Who’s Really Doing Microservices?

With the hype trains, the exaggerated promises, and the inevitable under-delivery that seems to accompany most trending tech these days, it can be quite tough to work out what’s legitimately important and where things actually are in terms of market adoption.

Such is the case with microservices, the trending architecture approach where systems are broken up into distinctly available and independent services. Carriers and vendors seem in broad agreement that it matters, as evidenced by the level of blog and hashtag activity. But thus far, established vendors don’t have a lot to offer in this area.

Why exactly is that? I think it is at least partly because microservices architecture really does represent the kind of tech disruption that doesn’t come along too often, and vendors are still processing what exactly it means for them and for the market.

It also takes investment at significant levels. More than a facelift of APIs to expose Web services at finer levels of granularity, it is an architectural style that often involves refactoring and rewriting across the entire application stack. It means embracing a different philosophy around coding, packaging, releasing, and deploying. And it requires a different kind of organization to support it, with a different mindset and culture.

That’s why microservices adoption is an area where newer vendors can have a real advantage over the incumbents (whether they can exploit it to unsettle the status quo of the market remains to be seen.) It’s also an area where we see carriers lead the way.

This doesn’t mean that the microservices approach can’t be applied to older systems; it certainly can. But like those incumbent vendors that tried to package their client/server screens into ActiveX to “Web-enable” them in the face of the startup Web-native competition, trying to bolt on microservices may do more harm than good in the long term. Especially if the refit is superficial and the goal is hashtag enablement and RFP box-checking.

Given this, it’s probably unreasonable to expect core vendors to be very far along in terms of adoption. And that’s the reality: They aren’t, despite what the blog posts, tweets, and hashtags might sometimes suggest.

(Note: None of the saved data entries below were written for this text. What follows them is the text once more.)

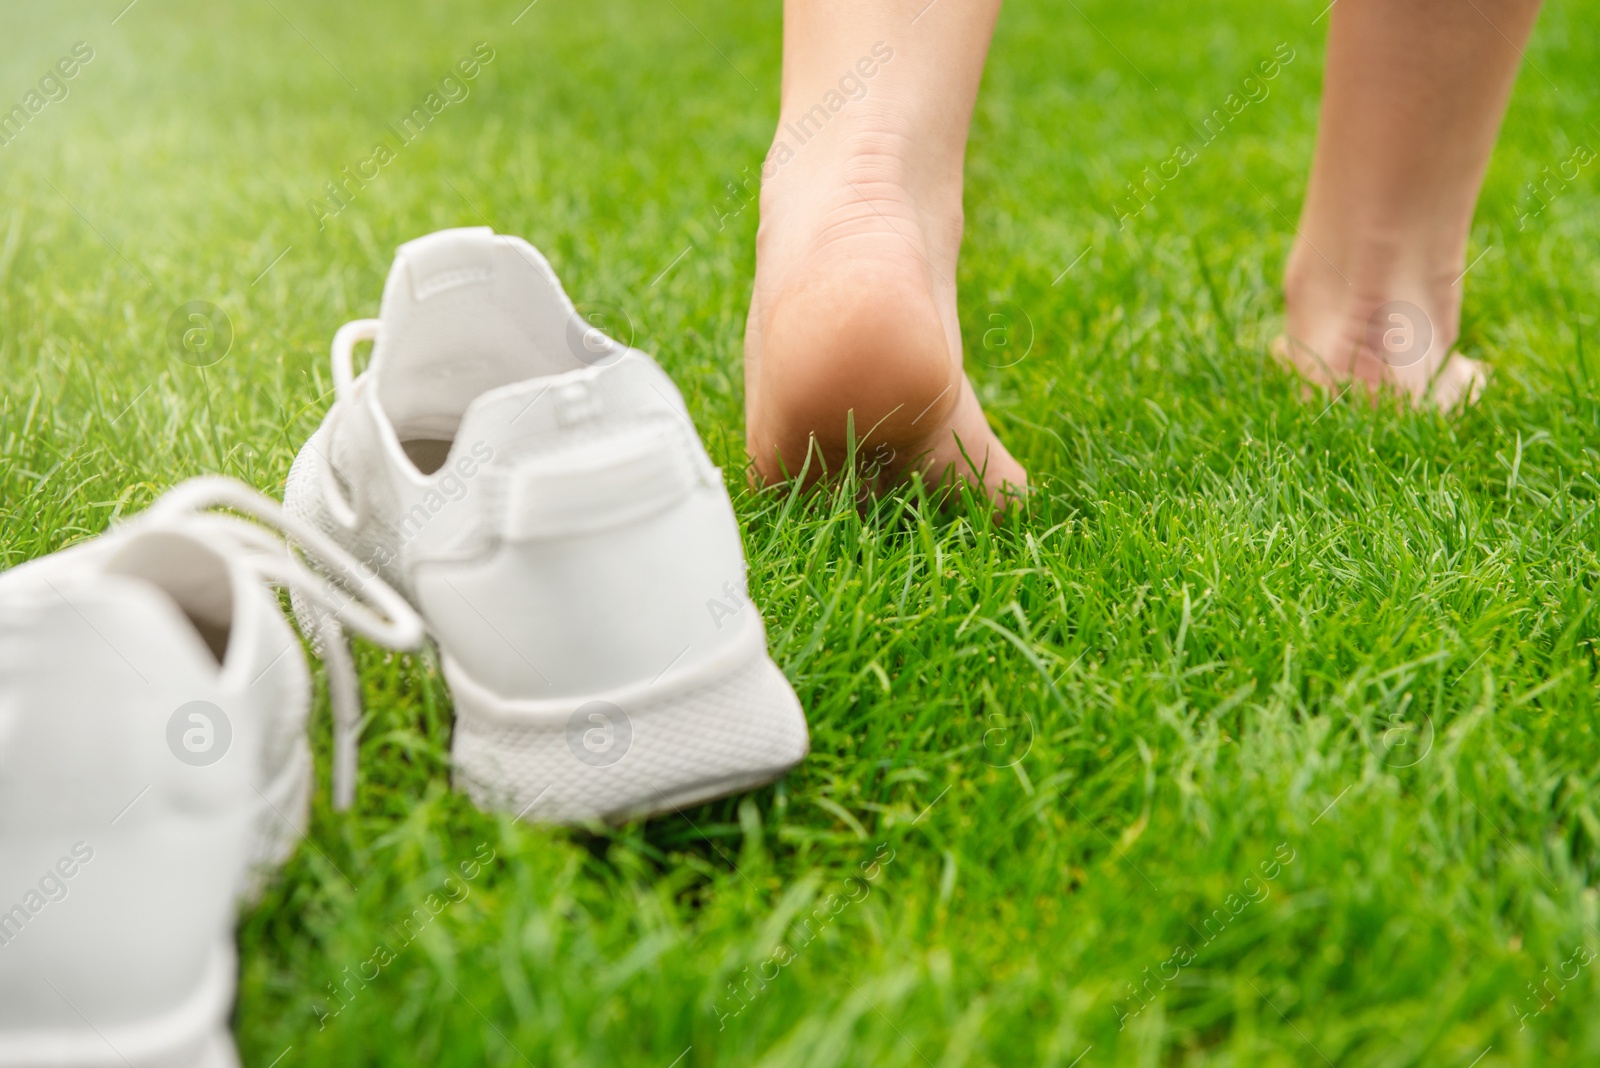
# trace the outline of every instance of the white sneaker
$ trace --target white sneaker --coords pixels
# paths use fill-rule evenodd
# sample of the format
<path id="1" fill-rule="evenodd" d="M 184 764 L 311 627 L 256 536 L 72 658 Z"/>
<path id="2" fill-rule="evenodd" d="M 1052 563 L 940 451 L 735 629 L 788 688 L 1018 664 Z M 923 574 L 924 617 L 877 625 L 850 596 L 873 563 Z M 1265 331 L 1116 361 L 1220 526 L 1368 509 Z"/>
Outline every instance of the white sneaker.
<path id="1" fill-rule="evenodd" d="M 375 340 L 360 377 L 351 350 Z M 806 754 L 721 473 L 649 356 L 487 227 L 402 245 L 284 495 L 422 613 L 481 807 L 620 819 Z"/>
<path id="2" fill-rule="evenodd" d="M 218 505 L 342 563 L 366 604 Z M 421 621 L 238 483 L 185 483 L 0 575 L 0 1068 L 238 1063 L 235 900 L 293 849 L 311 788 L 311 679 L 263 580 L 318 606 L 351 734 L 335 621 L 396 647 Z"/>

That’s not necessarily a bad thing either. Microservices architecture isn’t the right solution to every problem, and there are still open questions about whether it has the broad applicability in core administration to justify the hype. Insurers should understand what value microservices do (and do not) bring to their infrastructure, how they would utilize a microservices-enabled system, and where that need fits into their prioritizations when evaluating solutions.